Não falarei aqui novamente na já muito afamada diatribe acerca do consumismo. É óbvio que o económico aprecia e precisa de consumo, como de pão para a boca. Hoje, as pessoas são, antes de mais, consumidores. É assim que o poder económico as vê, e é assim, em última análise, que cada pessoa se vê a si mesma perante o contínuo bombardeamento dos produtos especialmente criados para “as suas necessidades”. Poder-me-ia alongar por aqui, mas penso já ter falado o suficiente sobre isto.

O individualismo, sinal da vitória da razão prática – vitória apenas aparente – vê-se capaz de abdicar de uma moral colectiva em prol de uma moral própria, individual, digna de respeito como qualquer outra. Cada indivíduo considera-se uma ilha na qual nenhum outro tem autorização para aportar. Cada um arroga para si mesmo o direito a ser feliz, à sua maneira, sem intervenção de qualquer entidade ou moralidade exterior. Lenta e progressivamente, o indivíduo abdica da sua própria identidade, da compreensão do contexto maior em que se integra, da participação activa e consciente nesse mesmo contexto.
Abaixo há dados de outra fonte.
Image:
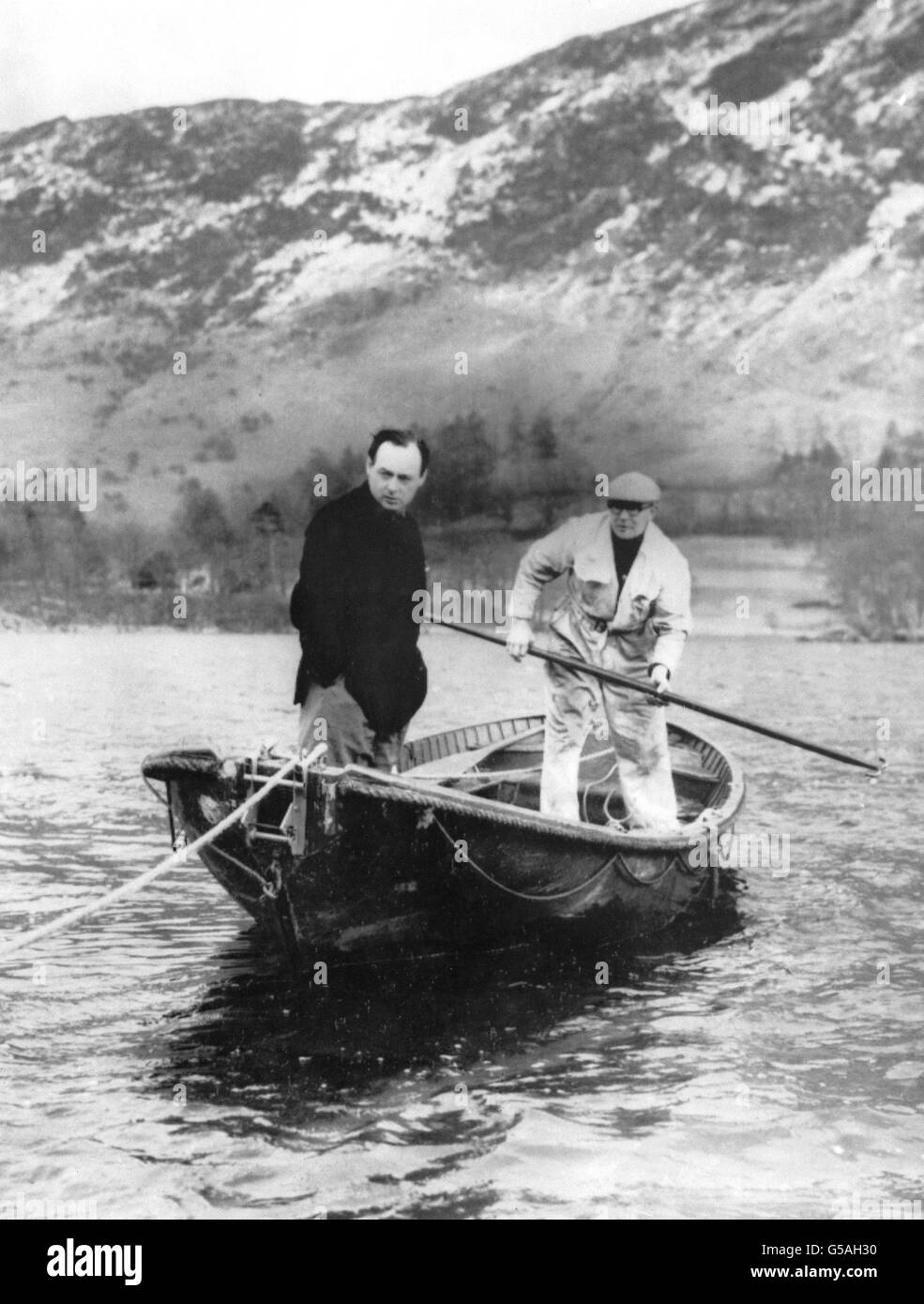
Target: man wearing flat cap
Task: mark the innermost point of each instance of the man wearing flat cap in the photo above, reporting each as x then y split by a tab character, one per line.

Lentamente, o indivíduo desenraiza-se daquilo que o transcende e lhe daria, em última análise, algo próximo de uma identidade. Ele não precisa de nada disso. Basta-lhe os meios para poder adquirir os bens que o farão, certamente, feliz. Basta-lhe o pequeno grupo de “amigos” que lhe darão, certamente, algum sentimento de pertença. Basta-lhe uma noite regada a álcool, de música alta e luzes psicadélicas para esquecer qualquer veleidade metafísica. O indivíduo só precisa de viver neste círculo fechado e tribal para ser feliz. O crescimento exponencial das sociedades, aliado ao paradigma económico, aos critérios de utilidade, à dessacralização do mundo, conduz aquilo que eu chamo uma neo-tribalização da sociedade. As sociedades estão não só a dividir-se, com a fragmentar-se em milhares de milhões de pedaços muito pequenos, tantos quantos os elementos que as constituem. Isto conduzirá, na minha modesta opinião, a uma reconfiguração global das fronteiras, dos blocos geopolíticos, dos regimes e das ideias, a médio ou longo prazo.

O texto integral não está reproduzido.